Perhaps gearing up for Halloween festivities, the mega-popular Boing Boing has featured quite a few Witchy and occult-oriented posts recently. There was the post on making “witches’ jars”, a look at a flying witch arcade game, and most recently a post on the organization “English Heretics”, who are commemorating the “psychohistorical environment of England”.
“England’s buildings are littered with blue plaques placed by English Heritage, commemorating the birthplaces of important people, famous architecture and so on. English Heretics put Black Plaques up to commemorate an entirely different kind of heritage: ‘The Black Plaque scheme was instigated in October 2003. Its purpose is to commemorate and draw public attention to historical figures in such diverse fields as sorcery, the Royal Art, left hand path occultism and witchcraft, as well as the mentally infirm: tortured poets, psychopaths and village idiots.'”
With a little funding “English Heretics” could really become something interesting (not to mention, fun).
Over at the TheoFantastique blog, John Morehead interviews Bill Ellis (author of “Lucifer Ascending: The Occult in Folklore and Popular Culture”) about religious and occult themes in Japanese animation.

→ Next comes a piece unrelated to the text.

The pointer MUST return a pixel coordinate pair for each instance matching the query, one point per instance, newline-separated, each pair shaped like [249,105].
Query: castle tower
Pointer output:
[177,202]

“Much of anime can be appreciated purely as story-telling, and as the studios know that their productions will be viewed all over the world, they do make an effort to stress universally engaging plots and characters and minimize the purely esoteric details. Still, myth and religion always lie very close to the surface, and many plot twists that seem odd to the Western eye are ‘just right’ for an Eastern audience. Likewise, many of the plot details are the sorts of folk beliefs that the Japanese accept as part of everyday life, such as the belief that the number four is unlucky (it’s pronounced ‘shi,’ which can also mean ‘death.’) So if something happens three times, then the audience is set up to expect that the fourth time will involve some kind of danger or misfortune. Also, butterflies are cute in Western decorations but signal some uncanny and possibly scary twist when they appear in anime, because this creature is associated with magic and a pathway into another world.”
Also discussed are the works of Hayao Miyazaki, and how Buddhist and Shinto themes manifest within anime features.
M. Macha NightMare, at her blog Broomstick Chronicles, discusses a recent interfaith meeting on the topic of serving the senior community. In the post she discusses who is considered “clergy”, and what the responsibilities of Pagan clergy are when tending to the elderly.
“If there is one thing I want Pagans to take away from this is the knowledge that if we encounter anything resembling elder abuse, we are mandated reporters. Most of you probably know we are mandated reporters for suspected child abuse, but the law requiring ‘clergy’ to report suspected elder abuse is recent. So now you know. May you never have to do it.”
If you need to report a case of elder abuse, the Elder Abuse Center gives you quick links to the State Adult Protective Services.
Finally, there are two new blogs of note I wanted to pass along. Witchvox staff member, movie reviewer, and author, Peg Aloi formally enters the Pagan blogosphere with the well-written “Orchards Forever”. Meanwhile, Lupa, author of “Fang and Fur, Blood and Bone: A Primal Guide to Animal Magic”, has started a new blog entitled “Therioshamanism” which aims to document her journey towards creating her own Neo-Shamanic path.